Sunday, November 07, 2004

A Democrat Customer Satisfaction Survey

It seems as if the Dems have come up with a customer satifaction survey:

This is extremely amusing to me. Here's the top ten things I'd tell them, in no particular order:

10. Ignore the media telling you that you're not the party of values. In this Orwellian age, words have whatever meaning the right-wing Information Ministers imbue them with.

9. Resist the urge to become Republican Lite. Become a real opposition party.

8. You have become the party of women, minorities, and young people. Let your leadership reflect that fact.

8. Don't make gays and lesbians the new black people of the party--courted every four years, a relationship of convenience.

7. Tell the Republicans we'll give up Michael, Al, and Janeane when they get rid of Rush, Sean, Ann, Bill, Laura, Michelle... and the beat goes on. Sorry, right-wingers. We like Mike.

6. Get the rest of the Midwest. Indiana might be a long time coming, but Missouri is a good bet, and so is Iowa. Colorado--ours in 2008. Nevada--if not in 2008, then definitely in 2012 if demographic trends continue.

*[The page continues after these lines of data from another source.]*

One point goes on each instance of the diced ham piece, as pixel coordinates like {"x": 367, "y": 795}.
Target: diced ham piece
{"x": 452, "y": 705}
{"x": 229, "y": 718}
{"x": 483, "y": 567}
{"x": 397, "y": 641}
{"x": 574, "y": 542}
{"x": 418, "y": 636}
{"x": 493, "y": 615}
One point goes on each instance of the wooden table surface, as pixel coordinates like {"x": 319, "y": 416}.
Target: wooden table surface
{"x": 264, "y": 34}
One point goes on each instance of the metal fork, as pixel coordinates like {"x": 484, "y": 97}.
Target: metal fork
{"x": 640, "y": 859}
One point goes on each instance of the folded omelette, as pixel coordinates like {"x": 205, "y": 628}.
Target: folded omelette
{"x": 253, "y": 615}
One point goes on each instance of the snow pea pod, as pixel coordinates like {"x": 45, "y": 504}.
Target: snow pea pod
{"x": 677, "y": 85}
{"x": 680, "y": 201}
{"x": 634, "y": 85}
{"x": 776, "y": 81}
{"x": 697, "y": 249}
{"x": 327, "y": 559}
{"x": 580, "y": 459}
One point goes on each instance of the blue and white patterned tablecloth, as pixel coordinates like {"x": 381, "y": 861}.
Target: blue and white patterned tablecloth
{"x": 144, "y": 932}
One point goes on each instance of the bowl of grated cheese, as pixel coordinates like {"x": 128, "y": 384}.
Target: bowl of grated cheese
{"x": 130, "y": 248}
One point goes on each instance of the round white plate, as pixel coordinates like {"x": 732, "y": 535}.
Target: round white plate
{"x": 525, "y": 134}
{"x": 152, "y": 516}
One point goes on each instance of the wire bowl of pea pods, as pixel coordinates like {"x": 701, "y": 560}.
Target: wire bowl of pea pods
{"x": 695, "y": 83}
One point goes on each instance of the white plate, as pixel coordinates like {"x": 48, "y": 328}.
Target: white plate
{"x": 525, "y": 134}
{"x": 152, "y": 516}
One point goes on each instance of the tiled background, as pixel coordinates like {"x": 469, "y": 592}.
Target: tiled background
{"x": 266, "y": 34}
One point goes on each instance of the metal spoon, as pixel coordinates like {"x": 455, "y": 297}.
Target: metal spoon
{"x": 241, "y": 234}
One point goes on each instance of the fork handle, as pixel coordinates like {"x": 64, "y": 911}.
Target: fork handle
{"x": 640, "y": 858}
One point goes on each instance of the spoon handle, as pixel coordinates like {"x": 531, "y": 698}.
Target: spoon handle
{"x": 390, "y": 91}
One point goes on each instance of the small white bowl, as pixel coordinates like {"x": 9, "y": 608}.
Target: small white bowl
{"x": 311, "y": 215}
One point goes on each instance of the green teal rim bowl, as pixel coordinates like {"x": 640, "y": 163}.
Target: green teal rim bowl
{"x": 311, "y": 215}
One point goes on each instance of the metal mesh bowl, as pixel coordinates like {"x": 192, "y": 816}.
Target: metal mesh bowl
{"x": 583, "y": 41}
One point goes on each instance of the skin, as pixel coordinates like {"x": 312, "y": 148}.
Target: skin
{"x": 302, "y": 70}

5. Encourage young Democrats who are on fire right now for the cause to read the great documents of democracy, from classical thought, from the American experience, and from the worldwide anti-colonial and anti-totalitarian struggle worldwide. The Republicans love to quote the Founding Fathers... our young people need to be able to state the view that the Federalist Papers give about dissent and the rights of minority opinions.

4. Start winning the hearts and minds of the young. I cannot stress this enough. Strengthen College Democrats nationwide. Have them sponsor high school events. Urge them to volunteer in the local community.

3. Find your way back to the working class. The demise of labor organizations is one reason why the blue-collar white middle American worker is no longer voting his/her economic interests. I have been on the receiving end of elite liberal contempt (however unwitting) from my bicoastal friends, who think Detroit is a backwater slum on the edge of a pond somewhere in flyover space. Tsk, tsk. Looking down your nose isn't a very good way to get votes.

2. Elect Howard Dean chair of the DNC. Rather than railing about the "Howard Dean-Michael Moore" wing of the party, you'd better be thanking them and groveling, because if it wasn't for them, Kerry's defeat would have been more crushing than it was. Some of us were around during the year-long primary season and have long memories, you see...

1. Protest George W. Bush's inauguration on January 20, 2005. Was he fairly elected? I suppose so. Do we have to like it? No.

The best way to remind GWB that 51% is not a mandate is to have a million men and women in the capital (yes, in the January cold) on Inauguration Day. If this is organized, I intend to take part. More later...


Blogger Sue said...

Like the list. has one I like, too, especially # 5.